Nel tardo pomeriggio, Mario Beiletti ha letto la sua poesia “Spoon River a Gaza”, ispirata all’opera di Edgar Lee Masters. Un testo semplice, asciutto, che ha attraversato la piazza come un ricordo collettivo: “Dove sono Kfir, Muhannad, Jumaa, Munir e Liel… tutti, tutti dormono qui a Gaza.”

La lettura si è conclusa al tramonto, quando le luci della piazza hanno iniziato a riflettersi sui volti stanchi di chi era rimasto fino all’ultimo. Nessuno ha voluto andarsene prima che l’ultimo nome fosse pronunciato. Quando il microfono si è spento, la piazza è rimasta immobile per qualche secondo, come a voler trattenere ancora quella voce collettiva che per ore aveva dato corpo all’assenza.

Sui social, poche parole, tutte simili: “Grazie a tutti, è stata una magnifica iniziativa.”“Meravigliosa. Felice di esserci stata.”“Soprattutto commovente. Grazie a tutti noi.”

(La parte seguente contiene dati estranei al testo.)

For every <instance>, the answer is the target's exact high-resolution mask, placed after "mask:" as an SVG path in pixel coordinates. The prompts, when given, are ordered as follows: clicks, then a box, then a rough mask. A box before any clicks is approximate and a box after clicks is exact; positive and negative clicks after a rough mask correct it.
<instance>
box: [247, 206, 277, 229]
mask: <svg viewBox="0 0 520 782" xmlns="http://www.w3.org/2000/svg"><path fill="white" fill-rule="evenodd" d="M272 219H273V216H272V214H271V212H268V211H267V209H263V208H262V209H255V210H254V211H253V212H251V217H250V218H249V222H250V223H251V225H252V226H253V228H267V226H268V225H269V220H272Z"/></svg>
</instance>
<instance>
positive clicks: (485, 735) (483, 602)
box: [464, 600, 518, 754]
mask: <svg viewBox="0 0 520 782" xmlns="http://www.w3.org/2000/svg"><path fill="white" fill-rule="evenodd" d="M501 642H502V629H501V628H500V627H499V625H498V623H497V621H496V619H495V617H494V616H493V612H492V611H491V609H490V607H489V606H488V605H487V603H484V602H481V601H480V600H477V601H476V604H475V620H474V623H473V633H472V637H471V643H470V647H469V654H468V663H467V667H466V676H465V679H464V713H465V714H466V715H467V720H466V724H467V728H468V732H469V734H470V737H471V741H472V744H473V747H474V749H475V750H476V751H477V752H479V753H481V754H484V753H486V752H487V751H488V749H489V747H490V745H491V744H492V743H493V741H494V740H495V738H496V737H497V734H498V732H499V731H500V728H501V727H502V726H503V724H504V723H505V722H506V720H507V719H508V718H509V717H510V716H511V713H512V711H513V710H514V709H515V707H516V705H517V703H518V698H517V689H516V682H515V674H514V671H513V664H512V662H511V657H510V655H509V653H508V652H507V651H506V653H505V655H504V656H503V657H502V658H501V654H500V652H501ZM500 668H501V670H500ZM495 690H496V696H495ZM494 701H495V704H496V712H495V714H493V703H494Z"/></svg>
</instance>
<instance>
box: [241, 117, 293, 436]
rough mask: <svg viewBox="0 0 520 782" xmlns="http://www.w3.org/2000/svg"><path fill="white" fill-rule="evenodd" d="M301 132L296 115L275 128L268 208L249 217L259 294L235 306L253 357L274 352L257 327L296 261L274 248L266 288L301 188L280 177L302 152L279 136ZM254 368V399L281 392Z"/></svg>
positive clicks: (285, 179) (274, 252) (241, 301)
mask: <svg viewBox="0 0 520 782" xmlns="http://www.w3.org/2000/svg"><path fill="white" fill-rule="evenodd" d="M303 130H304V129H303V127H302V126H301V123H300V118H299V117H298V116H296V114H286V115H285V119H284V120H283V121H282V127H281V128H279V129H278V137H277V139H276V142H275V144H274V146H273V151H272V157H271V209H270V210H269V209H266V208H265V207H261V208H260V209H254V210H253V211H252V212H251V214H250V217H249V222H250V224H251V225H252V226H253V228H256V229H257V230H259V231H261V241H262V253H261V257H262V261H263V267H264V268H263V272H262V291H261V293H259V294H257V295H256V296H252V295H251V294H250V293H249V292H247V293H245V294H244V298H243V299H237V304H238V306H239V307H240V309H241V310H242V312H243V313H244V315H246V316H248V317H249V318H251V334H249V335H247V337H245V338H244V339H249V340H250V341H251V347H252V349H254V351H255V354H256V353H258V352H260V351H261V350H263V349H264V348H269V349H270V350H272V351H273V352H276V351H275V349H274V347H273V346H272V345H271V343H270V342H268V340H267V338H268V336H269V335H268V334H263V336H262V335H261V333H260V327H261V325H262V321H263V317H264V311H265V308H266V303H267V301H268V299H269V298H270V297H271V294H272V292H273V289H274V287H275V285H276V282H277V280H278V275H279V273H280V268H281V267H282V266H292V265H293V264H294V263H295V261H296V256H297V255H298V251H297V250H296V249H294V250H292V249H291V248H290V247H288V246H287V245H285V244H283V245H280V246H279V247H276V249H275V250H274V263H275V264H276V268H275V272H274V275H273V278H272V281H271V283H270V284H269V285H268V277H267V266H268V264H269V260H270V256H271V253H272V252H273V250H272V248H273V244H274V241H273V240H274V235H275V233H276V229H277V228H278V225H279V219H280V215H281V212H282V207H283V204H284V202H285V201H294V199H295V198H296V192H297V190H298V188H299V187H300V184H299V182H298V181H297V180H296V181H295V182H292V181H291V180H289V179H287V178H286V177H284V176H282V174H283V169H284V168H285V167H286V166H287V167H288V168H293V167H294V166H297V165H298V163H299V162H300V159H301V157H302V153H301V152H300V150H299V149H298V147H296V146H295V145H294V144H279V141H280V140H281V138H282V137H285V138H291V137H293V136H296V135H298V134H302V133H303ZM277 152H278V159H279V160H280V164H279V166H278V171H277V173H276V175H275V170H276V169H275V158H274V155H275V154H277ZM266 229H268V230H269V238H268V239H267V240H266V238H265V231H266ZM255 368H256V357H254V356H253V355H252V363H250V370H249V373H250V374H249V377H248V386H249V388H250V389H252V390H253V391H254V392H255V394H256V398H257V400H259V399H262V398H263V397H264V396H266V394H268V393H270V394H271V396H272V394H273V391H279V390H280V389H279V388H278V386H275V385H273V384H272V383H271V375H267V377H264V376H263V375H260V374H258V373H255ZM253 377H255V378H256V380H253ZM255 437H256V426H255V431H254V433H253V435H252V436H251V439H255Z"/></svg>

A Ivrea, ancora una volta, il Presidio ha scelto la strada più semplice e più difficile insieme: quella del silenzio attivo, del ricordo condiviso, della parola detta sottovoce. Ti chiamo per nome non è stato solo un titolo, ma un modo per restituire umanità a ciò che la guerra toglie. Finché qualcuno li nomina, quei bambini continuano a esistere.